A NEW INITIATIVE FOR TILING, STITCHING AND PROCESSING GEOSPATIAL BIG DATA IN DISTRIBUTED COMPUTING ENVIRONMENTS

Abstract. Within recent years, several new approaches and solutions for Big Data processing have been developed. The Geospatial world is still facing the lack of well-established distributed processing solutions tailored to the amount and heterogeneity of geodata, especially when fast data processing is a must. The goal of such systems is to improve processing time by distributing data transparently across processing (and/or storage) nodes. These types of methodology are based on the concept of divide and conquer. Nevertheless, in the context of geospatial processing, most of the distributed computing frameworks have important limitations regarding both data distribution and data partitioning methods. Moreover, flexibility and expendability for handling various data types (often in binary formats) are also strongly required.
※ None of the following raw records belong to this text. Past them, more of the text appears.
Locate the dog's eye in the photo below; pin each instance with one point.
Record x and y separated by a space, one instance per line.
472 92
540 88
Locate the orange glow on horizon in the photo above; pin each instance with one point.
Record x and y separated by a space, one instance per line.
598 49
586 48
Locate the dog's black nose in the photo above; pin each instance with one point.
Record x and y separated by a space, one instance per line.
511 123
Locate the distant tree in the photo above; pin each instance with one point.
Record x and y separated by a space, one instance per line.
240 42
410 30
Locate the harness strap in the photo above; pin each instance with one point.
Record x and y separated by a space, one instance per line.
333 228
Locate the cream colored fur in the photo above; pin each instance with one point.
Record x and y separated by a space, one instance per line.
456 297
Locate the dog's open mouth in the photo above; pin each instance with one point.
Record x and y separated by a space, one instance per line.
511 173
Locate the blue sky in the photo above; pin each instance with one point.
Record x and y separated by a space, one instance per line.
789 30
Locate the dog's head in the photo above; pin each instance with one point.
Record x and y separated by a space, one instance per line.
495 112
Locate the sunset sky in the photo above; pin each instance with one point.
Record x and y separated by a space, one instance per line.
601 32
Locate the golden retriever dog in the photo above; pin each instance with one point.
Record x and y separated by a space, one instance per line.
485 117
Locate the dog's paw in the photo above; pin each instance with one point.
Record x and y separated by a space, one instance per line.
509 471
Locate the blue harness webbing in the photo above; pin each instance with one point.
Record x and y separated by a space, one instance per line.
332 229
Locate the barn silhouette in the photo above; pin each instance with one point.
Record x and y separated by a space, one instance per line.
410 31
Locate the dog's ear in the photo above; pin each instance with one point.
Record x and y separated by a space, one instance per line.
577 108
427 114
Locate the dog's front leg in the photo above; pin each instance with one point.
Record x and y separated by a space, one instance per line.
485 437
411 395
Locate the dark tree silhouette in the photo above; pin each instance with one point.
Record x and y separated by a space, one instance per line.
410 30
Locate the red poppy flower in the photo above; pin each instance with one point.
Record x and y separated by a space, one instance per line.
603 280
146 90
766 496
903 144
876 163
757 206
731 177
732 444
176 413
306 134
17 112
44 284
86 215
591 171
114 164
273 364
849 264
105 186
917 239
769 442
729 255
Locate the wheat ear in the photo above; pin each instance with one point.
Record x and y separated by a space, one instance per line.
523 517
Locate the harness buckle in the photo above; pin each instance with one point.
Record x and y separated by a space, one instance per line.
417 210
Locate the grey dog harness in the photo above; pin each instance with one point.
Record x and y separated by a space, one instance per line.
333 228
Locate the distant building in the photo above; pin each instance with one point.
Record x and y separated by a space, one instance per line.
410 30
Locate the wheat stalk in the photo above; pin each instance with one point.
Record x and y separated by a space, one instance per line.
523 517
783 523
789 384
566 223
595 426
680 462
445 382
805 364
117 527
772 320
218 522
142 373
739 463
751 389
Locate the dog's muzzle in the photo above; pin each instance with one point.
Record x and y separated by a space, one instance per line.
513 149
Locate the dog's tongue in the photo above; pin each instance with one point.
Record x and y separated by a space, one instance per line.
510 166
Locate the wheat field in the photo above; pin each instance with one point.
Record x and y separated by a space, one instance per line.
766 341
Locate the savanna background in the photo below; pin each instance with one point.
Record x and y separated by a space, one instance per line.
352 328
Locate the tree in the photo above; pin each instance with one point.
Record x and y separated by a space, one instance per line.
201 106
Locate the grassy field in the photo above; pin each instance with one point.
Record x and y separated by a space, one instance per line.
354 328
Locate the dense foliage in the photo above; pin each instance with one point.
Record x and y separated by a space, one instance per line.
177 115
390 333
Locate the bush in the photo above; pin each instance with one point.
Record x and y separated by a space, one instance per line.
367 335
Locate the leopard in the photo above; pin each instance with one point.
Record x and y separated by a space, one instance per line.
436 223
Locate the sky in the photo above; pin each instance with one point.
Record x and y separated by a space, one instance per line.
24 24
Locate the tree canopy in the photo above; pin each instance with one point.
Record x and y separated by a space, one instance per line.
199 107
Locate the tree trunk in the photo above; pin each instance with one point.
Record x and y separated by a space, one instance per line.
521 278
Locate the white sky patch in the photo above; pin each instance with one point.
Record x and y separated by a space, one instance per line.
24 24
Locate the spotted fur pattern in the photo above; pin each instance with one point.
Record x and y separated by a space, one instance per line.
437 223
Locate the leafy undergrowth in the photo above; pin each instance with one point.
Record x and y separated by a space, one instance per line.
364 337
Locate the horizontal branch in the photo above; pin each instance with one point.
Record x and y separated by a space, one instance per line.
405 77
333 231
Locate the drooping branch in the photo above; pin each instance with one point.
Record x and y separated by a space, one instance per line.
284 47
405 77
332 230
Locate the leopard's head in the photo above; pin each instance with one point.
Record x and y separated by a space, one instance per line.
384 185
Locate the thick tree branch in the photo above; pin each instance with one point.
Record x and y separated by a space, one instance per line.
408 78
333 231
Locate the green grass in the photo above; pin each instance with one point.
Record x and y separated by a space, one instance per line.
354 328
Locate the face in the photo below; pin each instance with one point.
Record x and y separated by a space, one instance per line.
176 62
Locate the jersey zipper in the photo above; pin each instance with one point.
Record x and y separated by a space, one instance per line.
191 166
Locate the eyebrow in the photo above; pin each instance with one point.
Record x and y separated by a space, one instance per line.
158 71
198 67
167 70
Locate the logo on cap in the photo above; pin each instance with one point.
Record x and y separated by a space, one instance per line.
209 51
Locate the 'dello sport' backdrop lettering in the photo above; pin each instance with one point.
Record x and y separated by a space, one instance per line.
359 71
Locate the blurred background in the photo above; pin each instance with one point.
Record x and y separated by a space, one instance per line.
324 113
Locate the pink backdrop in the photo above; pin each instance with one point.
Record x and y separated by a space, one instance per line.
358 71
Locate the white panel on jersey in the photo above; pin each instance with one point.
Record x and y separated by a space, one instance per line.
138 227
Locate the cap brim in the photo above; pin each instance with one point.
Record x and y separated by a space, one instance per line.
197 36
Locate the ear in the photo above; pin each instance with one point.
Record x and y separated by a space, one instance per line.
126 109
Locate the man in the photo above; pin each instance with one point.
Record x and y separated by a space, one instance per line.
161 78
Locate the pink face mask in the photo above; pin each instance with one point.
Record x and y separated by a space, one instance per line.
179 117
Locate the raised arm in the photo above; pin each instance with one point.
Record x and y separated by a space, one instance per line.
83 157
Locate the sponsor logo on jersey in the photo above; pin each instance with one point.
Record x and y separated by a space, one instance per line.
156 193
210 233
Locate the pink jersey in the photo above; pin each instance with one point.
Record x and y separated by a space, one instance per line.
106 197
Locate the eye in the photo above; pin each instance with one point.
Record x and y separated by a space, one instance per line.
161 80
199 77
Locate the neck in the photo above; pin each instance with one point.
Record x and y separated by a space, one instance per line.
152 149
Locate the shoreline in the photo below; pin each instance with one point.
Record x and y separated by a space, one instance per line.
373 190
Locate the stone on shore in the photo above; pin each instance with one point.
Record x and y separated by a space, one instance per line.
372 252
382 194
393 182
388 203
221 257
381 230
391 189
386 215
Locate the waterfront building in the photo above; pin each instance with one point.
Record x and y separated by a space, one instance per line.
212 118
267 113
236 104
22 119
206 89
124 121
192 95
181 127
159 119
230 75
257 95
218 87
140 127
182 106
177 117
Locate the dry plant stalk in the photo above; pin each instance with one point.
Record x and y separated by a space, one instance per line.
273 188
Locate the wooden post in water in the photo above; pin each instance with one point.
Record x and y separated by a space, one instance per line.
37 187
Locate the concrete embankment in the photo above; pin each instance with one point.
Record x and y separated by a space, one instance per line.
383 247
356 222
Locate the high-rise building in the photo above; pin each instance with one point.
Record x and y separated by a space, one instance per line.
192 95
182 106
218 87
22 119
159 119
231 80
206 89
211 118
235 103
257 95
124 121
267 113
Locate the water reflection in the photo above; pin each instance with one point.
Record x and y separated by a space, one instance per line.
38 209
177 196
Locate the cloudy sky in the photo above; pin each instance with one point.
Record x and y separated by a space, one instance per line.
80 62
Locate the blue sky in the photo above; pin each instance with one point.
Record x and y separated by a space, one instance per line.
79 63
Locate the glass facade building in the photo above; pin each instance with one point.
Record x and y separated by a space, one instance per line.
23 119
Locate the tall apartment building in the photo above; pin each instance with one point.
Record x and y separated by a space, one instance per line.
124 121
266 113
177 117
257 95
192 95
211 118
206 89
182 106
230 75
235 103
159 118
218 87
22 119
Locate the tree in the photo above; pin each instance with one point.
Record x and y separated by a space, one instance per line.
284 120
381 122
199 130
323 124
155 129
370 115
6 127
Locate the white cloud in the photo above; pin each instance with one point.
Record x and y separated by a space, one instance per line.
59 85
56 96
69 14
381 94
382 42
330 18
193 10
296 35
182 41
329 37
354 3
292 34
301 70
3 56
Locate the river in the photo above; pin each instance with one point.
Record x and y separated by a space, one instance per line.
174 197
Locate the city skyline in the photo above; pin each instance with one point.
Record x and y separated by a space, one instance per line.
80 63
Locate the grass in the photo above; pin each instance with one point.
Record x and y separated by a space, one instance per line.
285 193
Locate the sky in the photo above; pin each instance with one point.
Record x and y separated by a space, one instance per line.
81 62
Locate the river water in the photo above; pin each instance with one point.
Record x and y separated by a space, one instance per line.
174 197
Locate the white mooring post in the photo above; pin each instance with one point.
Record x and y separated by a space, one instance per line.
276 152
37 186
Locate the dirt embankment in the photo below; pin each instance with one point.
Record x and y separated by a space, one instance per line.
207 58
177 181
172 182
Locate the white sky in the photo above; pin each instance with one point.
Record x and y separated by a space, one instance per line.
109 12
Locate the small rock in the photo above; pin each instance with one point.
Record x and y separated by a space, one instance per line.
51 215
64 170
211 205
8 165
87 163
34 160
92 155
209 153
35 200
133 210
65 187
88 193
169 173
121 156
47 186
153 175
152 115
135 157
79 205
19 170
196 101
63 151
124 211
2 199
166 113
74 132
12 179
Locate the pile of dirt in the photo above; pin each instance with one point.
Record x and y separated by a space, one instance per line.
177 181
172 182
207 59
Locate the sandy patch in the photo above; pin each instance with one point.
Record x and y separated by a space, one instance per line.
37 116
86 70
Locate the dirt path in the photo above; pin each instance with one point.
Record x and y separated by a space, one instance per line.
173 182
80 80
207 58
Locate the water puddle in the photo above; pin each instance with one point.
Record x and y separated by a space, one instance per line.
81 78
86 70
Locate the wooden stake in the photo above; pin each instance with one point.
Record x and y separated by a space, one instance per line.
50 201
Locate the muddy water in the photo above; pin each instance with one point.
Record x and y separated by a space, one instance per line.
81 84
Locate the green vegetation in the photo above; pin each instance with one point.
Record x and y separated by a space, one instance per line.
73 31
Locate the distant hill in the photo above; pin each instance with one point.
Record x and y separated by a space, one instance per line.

This paper presents a concept for tiling, stitching and processing of big geospatial data. The system is based on the IQLib concept ( https://github.com/posseidon/IQLib/ ) developed in the frame of the IQmulus EU FP7 research and development project ( http://www.iqmulus.eu ). The data distribution framework has no limitations on programming language environment and can execute scripts (and workflows) written in different development frameworks (e.g. Python, R or C#). It is capable of processing raster, vector and point cloud data. The above-mentioned prototype is presented through a case study dealing with country-wide processing of raster imagery. Further investigations on algorithmic and implementation details are in focus for the near future.